Changing ingrained attitudes, perceptions and cultural norms that lead to harmful behavior can be one of the trickiest challenges in public health. There are varying disciplines that attempt to examine why social and behavioral change can be so difficult to accomplish. One of those fields, Health Economics, examines how to design incentives to motivate people to take care of themselves. Dr. Antonio Trujillo, co-director of Health Systems Program’s Master of Health Science (MHS) in Health Economics academic program, spearheads a study in Peru that attempts to understand why people with diabetes fail to take care of themselves over and over again.
In collaboration with the Center of Excellence in Chronic Diseases (CRONICAS) in Peru, Dr. Trujillo’s study looks at the role group incentives play in promoting healthier behavior, specifically, how we can use the combination of cooperation and group monetary rewards to encourage people with diabetes to take care of themselves. Past studies have examined the use of individual monetary incentives to accomplish certain outcomes when trying to change behavior; however, individual cash rewards have increasingly been found to work short-term but not in the long run. In addition to a lack of long-term success for consistent healthy behavior, they are often infeasible and unaffordable to scale-up to larger projects and studies, and frequently face rejection from the general public who are opposed to paying individuals to take care of themselves.

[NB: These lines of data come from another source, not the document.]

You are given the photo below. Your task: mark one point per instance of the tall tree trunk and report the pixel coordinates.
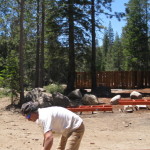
(37, 73)
(93, 66)
(21, 53)
(71, 66)
(42, 46)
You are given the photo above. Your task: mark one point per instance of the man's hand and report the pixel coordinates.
(48, 140)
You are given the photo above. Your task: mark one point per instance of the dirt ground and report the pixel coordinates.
(104, 130)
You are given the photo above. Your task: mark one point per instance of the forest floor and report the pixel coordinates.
(104, 130)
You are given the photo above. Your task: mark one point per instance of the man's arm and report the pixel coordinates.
(48, 140)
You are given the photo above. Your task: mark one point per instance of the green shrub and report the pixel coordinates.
(54, 88)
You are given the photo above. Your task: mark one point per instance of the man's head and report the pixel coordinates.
(29, 109)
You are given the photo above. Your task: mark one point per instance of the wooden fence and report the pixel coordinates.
(115, 79)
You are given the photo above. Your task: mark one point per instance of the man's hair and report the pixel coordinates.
(29, 107)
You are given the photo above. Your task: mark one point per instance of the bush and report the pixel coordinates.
(51, 88)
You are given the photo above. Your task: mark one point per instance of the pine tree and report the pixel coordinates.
(135, 36)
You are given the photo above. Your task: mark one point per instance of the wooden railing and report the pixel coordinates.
(115, 79)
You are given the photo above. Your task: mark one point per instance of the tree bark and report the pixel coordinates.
(71, 66)
(93, 66)
(21, 53)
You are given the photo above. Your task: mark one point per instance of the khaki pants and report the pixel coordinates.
(73, 140)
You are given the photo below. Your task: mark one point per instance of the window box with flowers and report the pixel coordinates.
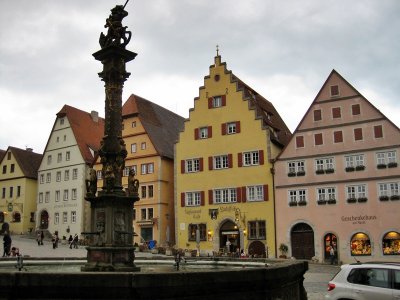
(384, 198)
(351, 200)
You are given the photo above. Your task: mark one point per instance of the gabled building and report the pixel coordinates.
(18, 185)
(224, 184)
(69, 153)
(337, 181)
(149, 132)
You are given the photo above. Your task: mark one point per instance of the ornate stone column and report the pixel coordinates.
(111, 243)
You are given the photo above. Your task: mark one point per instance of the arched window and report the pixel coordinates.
(391, 243)
(360, 244)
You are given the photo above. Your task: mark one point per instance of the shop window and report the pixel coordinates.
(360, 244)
(391, 243)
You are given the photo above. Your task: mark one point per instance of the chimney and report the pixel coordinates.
(95, 116)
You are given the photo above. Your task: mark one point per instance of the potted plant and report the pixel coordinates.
(283, 248)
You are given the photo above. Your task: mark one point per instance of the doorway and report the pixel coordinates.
(302, 241)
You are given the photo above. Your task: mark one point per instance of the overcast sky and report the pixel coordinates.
(284, 50)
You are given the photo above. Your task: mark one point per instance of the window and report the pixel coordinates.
(336, 112)
(74, 194)
(355, 109)
(255, 193)
(225, 196)
(65, 195)
(73, 217)
(300, 141)
(338, 136)
(318, 139)
(358, 134)
(257, 230)
(193, 229)
(193, 199)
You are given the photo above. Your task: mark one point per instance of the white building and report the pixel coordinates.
(68, 155)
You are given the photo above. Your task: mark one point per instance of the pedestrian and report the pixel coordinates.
(6, 244)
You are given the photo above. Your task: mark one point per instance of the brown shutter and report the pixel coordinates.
(238, 127)
(244, 195)
(266, 195)
(183, 199)
(261, 156)
(182, 166)
(210, 197)
(210, 102)
(240, 159)
(223, 128)
(223, 98)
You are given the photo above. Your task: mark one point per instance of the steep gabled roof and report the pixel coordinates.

This Health Systems Program project examines the viability of a mixed-incentive study that combines both group motivation and monetary reward. Using a teamwork approach, there are two participants: one patient implements the suggested lifestyle changes while their partner, designated as a “motivator,” encourages them to stick to the new regimen. If the person implementing the suggested changes makes the goal, then they both get rewarded. The aim of the design is to foster cooperation and synergies between participants. The use of social networks and personal connections establishes a more meaningful tie to the healthier routine.

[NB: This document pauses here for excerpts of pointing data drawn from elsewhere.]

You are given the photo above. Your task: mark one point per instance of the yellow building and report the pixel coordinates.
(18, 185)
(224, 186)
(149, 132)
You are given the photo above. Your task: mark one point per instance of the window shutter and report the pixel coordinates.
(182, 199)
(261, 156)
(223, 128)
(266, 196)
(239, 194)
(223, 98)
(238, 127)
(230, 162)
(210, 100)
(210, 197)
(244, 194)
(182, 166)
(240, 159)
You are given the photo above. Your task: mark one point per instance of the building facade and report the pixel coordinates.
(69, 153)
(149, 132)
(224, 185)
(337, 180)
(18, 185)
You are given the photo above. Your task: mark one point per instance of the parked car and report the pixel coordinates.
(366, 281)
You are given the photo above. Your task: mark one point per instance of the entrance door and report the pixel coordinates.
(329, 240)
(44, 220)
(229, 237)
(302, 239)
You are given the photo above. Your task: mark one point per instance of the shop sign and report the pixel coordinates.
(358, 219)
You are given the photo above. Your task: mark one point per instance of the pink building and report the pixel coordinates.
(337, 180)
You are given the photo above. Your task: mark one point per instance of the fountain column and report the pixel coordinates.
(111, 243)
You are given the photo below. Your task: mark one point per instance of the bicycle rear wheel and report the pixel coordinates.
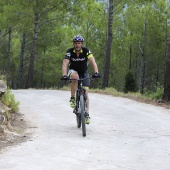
(82, 105)
(78, 118)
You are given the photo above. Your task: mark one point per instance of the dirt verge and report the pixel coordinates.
(15, 132)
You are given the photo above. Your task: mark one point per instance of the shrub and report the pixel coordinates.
(130, 83)
(9, 100)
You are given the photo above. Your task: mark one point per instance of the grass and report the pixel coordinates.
(8, 99)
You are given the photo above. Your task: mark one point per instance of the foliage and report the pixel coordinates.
(157, 95)
(9, 100)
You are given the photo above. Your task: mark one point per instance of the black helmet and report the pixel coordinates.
(78, 38)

Challenges to introducing behavior change over the long haul still persist and a big part of Dr. Trujillo’s work is understanding these challenges and how best to mitigate them. One such challenge touches upon one of the basic fundamentals of public health - people in many areas of the world lack the information and knowledge, access to primary care and insurance, and do not have the income to support a steady upkeep of their health. These obstacles persist across all geographic areas, and failures to take care of diabetes are similar in both the U.S. and Peru. Dr. Trujillo and the Health Systems Program wish to see gains happen across all different types of behaviors, starting with designing better programs to address chronic disease; however, in order to achieve that, it’s necessary to help people develop a habit of taking care of themselves – all around the world.